Two years later, I am still in pain and still popping
painkillers. I have gained back almost all my presurgery weight. My
surgeon wants to redo the procedure. I feel a clang! in my brain when he
says that.
So I see a new surgeon, a short Korean man everyone
says is a genius. I'll call him Dr. Smart. He does not agree with
surgeon number one. He does not believe in such surgery to begin with.
He wants to reverse the whole thing. He warns that I may continue
gaining weight, but the advantage is that the two chambers of my stomach
will become one again and that I can stop taking the vicious ulcer
medication.
"You can stay big like you are, Missy." He
smiles and pats my shoulder as I lie on the examination table.
"Lots of women are big. Eat more vegetables, like a Korean."
He points to himself. "I am small and healthy. You will be healthy,
big and healthy, okay? Don't die."
I agree to the reversal of the surgery.
But my husband does not. He is afraid of losing me. He
reminds me of the night in the Intensive Care Unit, reminds me that the
first surgery was a mistake-why wouldn't this also be? Why can't I leave
well enough alone? What was wrong with me the way I was to begin with?

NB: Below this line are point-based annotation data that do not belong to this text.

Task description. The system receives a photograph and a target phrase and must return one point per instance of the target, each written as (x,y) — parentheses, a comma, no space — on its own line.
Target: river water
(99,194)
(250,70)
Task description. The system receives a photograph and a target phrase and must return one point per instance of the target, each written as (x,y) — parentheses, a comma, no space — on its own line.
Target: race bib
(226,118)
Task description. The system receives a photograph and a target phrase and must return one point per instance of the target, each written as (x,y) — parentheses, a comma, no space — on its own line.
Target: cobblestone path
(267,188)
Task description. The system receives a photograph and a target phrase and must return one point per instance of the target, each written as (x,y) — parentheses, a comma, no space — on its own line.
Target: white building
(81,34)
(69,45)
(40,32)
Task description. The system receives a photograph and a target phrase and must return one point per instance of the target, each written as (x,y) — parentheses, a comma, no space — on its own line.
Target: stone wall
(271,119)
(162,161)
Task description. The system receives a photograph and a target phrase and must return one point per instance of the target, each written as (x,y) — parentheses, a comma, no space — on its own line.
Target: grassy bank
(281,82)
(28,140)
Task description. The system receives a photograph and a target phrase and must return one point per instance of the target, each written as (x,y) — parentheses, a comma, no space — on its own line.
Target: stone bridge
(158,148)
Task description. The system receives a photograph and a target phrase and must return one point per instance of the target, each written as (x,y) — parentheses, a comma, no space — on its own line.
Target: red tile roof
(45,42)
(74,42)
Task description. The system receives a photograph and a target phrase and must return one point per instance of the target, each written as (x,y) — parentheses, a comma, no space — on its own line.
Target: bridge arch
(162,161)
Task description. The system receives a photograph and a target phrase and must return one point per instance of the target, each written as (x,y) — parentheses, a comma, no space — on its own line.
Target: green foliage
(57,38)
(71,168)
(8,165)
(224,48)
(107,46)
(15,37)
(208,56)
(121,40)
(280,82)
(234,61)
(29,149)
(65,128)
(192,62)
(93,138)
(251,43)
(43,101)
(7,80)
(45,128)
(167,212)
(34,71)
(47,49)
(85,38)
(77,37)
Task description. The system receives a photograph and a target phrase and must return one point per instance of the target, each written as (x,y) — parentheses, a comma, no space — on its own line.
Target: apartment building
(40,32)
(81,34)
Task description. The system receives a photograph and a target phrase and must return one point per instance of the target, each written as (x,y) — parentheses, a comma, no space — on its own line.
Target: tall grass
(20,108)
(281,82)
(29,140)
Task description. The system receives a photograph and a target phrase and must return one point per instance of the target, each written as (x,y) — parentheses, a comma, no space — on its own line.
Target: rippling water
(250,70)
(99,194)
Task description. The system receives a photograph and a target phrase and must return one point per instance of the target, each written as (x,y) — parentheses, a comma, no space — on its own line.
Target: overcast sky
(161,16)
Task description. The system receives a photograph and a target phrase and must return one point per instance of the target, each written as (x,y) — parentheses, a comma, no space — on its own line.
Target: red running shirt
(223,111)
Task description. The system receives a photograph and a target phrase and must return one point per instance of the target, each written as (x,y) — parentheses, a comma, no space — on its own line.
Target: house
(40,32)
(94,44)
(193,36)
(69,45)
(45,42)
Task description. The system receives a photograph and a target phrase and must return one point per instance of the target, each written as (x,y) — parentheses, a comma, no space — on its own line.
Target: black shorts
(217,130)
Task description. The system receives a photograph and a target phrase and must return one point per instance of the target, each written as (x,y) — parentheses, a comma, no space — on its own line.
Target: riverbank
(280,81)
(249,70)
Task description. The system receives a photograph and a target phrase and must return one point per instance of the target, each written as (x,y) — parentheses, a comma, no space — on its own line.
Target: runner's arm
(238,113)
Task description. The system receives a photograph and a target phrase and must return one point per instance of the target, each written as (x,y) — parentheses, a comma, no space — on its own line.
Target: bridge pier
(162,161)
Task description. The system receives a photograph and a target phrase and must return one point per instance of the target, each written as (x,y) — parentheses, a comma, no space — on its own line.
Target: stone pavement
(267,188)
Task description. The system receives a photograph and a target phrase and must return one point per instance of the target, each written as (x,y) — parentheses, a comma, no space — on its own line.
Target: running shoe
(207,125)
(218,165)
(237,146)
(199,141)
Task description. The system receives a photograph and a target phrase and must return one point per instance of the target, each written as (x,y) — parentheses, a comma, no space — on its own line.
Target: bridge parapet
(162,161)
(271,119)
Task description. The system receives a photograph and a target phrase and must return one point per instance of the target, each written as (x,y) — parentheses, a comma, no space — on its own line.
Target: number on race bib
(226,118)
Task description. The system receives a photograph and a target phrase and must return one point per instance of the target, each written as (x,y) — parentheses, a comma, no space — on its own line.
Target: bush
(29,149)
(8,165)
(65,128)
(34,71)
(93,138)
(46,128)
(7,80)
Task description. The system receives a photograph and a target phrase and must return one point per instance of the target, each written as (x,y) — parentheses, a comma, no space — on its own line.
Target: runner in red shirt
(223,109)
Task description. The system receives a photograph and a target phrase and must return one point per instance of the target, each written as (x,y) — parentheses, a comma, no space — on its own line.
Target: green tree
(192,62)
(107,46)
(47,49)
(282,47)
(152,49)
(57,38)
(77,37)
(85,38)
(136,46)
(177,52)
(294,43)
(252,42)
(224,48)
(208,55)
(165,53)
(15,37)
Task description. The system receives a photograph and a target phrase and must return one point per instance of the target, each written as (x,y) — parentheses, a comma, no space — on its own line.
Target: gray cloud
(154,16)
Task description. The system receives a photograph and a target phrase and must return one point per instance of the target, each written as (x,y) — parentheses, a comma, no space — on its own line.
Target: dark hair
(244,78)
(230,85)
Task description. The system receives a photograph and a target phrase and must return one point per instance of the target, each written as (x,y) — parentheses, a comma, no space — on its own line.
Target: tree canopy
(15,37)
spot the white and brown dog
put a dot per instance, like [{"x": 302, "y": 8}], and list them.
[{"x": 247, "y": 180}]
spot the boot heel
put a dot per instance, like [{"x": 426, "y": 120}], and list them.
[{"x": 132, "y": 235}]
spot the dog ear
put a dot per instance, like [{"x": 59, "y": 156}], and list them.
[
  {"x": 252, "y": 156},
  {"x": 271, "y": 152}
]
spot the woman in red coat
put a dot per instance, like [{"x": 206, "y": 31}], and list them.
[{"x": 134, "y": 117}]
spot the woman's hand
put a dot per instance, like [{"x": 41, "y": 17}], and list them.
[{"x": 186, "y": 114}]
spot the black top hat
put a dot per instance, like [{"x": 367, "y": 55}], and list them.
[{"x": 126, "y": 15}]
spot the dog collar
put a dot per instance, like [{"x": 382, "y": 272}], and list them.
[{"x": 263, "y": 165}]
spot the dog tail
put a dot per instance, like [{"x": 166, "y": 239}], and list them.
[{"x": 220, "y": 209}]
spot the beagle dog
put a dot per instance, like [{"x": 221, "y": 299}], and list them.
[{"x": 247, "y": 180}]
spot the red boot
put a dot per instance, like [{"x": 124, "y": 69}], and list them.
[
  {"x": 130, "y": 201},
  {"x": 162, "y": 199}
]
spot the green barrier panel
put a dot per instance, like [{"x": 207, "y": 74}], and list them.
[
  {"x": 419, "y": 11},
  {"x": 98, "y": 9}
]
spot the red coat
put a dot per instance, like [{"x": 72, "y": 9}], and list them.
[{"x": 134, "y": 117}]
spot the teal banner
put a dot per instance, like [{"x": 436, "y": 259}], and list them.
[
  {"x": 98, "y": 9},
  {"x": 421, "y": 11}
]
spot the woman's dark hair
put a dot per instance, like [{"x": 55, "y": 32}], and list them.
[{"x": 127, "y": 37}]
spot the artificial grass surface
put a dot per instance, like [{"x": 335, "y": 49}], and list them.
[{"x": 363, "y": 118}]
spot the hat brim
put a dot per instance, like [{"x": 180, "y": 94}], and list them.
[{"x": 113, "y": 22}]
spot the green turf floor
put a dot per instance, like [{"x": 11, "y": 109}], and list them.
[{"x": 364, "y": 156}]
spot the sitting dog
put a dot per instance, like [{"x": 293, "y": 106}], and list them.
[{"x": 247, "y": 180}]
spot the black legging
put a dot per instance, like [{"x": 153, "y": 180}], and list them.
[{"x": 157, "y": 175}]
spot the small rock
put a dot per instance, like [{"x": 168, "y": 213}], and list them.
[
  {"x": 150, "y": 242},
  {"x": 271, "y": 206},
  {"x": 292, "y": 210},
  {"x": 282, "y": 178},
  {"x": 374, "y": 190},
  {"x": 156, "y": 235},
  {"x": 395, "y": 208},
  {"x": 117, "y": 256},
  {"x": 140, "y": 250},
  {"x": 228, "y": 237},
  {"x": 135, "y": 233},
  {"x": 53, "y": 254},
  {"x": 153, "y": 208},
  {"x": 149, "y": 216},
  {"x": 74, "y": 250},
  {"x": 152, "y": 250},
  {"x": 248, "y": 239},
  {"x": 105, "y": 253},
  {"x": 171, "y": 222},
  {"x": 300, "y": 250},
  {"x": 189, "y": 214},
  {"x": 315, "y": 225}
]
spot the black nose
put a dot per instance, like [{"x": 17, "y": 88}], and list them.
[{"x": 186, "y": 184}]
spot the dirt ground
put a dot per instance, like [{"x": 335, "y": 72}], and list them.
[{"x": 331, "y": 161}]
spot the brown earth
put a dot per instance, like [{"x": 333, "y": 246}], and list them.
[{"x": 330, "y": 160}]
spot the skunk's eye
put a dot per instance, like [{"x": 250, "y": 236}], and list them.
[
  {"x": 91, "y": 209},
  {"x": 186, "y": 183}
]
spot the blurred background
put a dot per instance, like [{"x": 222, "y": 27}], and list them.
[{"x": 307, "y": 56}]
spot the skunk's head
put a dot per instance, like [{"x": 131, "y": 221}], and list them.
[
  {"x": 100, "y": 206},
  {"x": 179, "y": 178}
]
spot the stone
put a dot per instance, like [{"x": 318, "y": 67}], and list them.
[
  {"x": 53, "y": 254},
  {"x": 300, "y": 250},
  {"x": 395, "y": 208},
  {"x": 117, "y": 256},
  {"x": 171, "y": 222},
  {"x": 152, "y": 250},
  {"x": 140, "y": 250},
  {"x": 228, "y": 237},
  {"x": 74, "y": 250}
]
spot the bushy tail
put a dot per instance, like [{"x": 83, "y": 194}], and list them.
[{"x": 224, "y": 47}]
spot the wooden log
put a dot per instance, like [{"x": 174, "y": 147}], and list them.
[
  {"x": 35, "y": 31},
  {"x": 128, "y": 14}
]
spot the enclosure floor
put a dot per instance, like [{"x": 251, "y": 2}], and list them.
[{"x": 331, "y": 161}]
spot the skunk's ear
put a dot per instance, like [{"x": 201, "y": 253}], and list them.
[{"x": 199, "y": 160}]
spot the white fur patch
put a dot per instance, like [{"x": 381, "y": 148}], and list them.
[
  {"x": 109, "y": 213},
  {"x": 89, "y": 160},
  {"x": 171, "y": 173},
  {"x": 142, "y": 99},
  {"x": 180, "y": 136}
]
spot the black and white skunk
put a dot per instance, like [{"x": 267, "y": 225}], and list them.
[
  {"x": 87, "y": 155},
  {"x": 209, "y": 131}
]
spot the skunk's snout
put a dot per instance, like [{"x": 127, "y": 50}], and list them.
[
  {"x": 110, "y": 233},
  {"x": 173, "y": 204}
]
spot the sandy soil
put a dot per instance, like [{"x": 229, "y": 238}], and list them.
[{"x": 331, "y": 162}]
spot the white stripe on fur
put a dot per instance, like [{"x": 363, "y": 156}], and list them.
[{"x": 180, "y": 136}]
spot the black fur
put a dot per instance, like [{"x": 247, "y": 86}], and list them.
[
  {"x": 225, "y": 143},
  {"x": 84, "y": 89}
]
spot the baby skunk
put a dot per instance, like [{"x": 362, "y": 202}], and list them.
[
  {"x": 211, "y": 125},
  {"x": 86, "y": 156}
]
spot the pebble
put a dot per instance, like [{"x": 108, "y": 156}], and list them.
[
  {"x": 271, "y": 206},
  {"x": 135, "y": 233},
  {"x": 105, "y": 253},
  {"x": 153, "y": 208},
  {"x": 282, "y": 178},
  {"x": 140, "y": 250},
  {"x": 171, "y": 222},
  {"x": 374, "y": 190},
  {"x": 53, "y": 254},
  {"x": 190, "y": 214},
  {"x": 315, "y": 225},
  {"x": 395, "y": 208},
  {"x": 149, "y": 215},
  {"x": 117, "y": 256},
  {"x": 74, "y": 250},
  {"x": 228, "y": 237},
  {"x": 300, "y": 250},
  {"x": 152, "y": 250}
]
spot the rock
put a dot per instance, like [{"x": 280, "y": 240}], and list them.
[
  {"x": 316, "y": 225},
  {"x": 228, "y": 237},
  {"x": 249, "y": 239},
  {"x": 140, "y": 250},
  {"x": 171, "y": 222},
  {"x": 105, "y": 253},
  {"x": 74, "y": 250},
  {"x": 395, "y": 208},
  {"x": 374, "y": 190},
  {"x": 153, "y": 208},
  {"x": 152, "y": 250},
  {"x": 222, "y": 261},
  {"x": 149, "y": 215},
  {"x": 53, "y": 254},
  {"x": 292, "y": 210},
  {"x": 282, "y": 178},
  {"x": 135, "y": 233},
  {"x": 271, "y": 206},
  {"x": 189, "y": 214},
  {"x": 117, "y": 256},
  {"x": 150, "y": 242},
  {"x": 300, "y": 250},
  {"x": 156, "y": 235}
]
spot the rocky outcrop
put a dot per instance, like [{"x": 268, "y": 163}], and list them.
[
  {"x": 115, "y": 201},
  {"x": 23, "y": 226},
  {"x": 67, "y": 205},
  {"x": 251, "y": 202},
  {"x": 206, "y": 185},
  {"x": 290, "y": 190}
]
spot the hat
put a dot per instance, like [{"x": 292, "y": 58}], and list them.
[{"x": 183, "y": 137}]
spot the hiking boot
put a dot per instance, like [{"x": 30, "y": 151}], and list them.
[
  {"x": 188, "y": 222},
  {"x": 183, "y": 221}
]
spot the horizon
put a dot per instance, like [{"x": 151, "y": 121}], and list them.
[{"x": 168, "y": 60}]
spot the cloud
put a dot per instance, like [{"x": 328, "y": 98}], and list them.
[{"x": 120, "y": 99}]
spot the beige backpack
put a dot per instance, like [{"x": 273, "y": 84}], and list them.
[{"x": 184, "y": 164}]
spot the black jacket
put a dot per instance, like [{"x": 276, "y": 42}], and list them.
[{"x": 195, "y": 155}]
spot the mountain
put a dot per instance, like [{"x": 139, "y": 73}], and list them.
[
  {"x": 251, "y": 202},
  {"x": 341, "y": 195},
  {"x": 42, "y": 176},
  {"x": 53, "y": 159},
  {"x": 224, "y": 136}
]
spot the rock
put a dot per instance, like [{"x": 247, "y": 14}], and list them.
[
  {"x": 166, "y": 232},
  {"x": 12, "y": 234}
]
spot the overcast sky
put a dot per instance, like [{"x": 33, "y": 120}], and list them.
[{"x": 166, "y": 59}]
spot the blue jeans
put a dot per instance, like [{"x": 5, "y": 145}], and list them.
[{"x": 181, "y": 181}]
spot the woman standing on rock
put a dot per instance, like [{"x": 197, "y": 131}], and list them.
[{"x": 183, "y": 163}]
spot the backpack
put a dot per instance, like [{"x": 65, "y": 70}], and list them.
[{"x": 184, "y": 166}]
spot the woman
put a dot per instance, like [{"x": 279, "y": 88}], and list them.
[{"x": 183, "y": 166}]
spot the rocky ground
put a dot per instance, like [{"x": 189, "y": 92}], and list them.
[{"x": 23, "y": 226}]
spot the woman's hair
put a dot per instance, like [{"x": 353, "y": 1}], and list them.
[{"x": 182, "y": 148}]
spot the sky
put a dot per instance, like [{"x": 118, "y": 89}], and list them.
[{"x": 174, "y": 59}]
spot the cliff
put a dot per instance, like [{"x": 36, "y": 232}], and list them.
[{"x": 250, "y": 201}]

But I decide to do it. I want to be able to go through the day without
painkillers. I want to be able to eat and not feel the food backing up
in my throat.
There's another plus to all of this: before I even
have a chance to ask, Dr. Smart gently draws his finger down my scar as
if he's blind and reading a message in Braille. "I will also take
this away," he says of the scar. "I will take it away, and we
can forget the mistake, Missy, maybe erase it?"
"The doctor's mistake?" I ask.
"Ha!" he says with a twinkle in his eye.
"Everybody sues in America. You can sue, too. But really, it was
you." He takes my hand and looks deep into my eyes. "You,
Missy. You are the one who made the mistake." ©
B. SHANEWOOD is an English teacher and writer who
lives in Connecticut and is working on her M.F.A. in writing from
Goddard College. Her life is abundant and so is she. With no apologies.